Learning-Deep-Learning

Detect to Track and Track to Detect

January 2020

tl;dr: Predict shift of bbox across frames for better tracking.

Overall impression

Conventionally, each frame is pushed through an object detector to get a list of bbox, independently. Then the list of bbox goes through a data association (Hungarian algorithm, e.g.) to form tracklets. The Hungarian matching usually takes the IoU as the matching criterion over frames.

This paper mainly addresses issues when there are large shifts from videos (global shifts) and when IoU across frames are not reliable anymore. It predicts the movement of each bbox from one frame to the next, from the correlation maps between frames.

Using correlation for tracking stems from traditional CV. Correlation tracker.

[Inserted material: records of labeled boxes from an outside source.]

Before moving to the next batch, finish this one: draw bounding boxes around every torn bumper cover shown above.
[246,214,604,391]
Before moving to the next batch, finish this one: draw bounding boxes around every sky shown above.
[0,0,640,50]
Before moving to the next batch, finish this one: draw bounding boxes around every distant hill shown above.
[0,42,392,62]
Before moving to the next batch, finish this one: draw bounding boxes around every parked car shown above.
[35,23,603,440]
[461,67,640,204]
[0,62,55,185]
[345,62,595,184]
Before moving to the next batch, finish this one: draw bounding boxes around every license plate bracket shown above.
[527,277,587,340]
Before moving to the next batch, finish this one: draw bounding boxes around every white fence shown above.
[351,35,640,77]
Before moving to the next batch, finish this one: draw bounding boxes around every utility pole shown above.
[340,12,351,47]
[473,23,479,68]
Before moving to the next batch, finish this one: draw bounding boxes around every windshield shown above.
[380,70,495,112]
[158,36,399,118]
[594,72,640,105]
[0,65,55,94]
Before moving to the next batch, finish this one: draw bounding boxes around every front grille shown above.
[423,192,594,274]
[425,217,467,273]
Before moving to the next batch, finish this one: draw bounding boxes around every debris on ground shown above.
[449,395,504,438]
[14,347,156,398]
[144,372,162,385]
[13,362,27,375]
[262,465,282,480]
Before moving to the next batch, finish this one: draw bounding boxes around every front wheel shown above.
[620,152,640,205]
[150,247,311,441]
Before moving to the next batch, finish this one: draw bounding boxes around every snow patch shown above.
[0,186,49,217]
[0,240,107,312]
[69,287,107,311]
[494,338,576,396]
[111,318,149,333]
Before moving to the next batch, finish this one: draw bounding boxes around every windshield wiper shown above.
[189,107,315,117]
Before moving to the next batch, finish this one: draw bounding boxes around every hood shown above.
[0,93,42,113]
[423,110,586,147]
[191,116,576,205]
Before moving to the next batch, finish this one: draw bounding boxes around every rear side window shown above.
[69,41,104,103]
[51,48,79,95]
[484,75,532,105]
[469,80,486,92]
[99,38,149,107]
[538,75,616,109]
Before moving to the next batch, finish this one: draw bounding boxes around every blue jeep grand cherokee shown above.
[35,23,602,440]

The tracking method here is offline. According to 知乎:

关于offline的数据关联方法有很多，例如Max Flow Mini Cut、k-partite graph、multicut、crf、mrf等，主要是涉及组合、图论或者是概率图模型中的一些方法，而online算法目前以个人知识面只知道匈牙利算法Hungarian Algorithm（论文deepsort）和把multi-tracking当作强化学习RL的马尔科夫决策过程MDP过程(论文MDP_tracking)。

Key ideas

Tracking loss: regress the movement of bbox for one bbox from one frame to the next. The input is stacked RoIPooled features from two frames and the (2d+1)**2 correlation maps.
Linking tracklets to object tubes $s_{t\rightarrow t+\tau} = p_t + p_{t+\tau} + \psi (D_t, D_{t+\tau}, T_{t\rightarrow t+\tau})$
The optimal path can be solved efficiently by applying Viterbi algorithm.

Technical details

The correlation maps takes in feature maps as input. It is translational equivariant.
Correlation maps is calculated with a maximum displacement d, and has $H \times W \times (2d+1)*(2d+1)$ size.
It takes in two images at the same time.
The ROI used for tracking loss is from frame t

Notes

Can we replace the correlation map with optical flow?
Deep Feature Flow: calculate on key frames only and propagate features by optical flow.
GOTURN (Learning to Track at 100 FPS with Deep Regression Networks): single target tracking
Question: how to form pairs of roipool’ed features?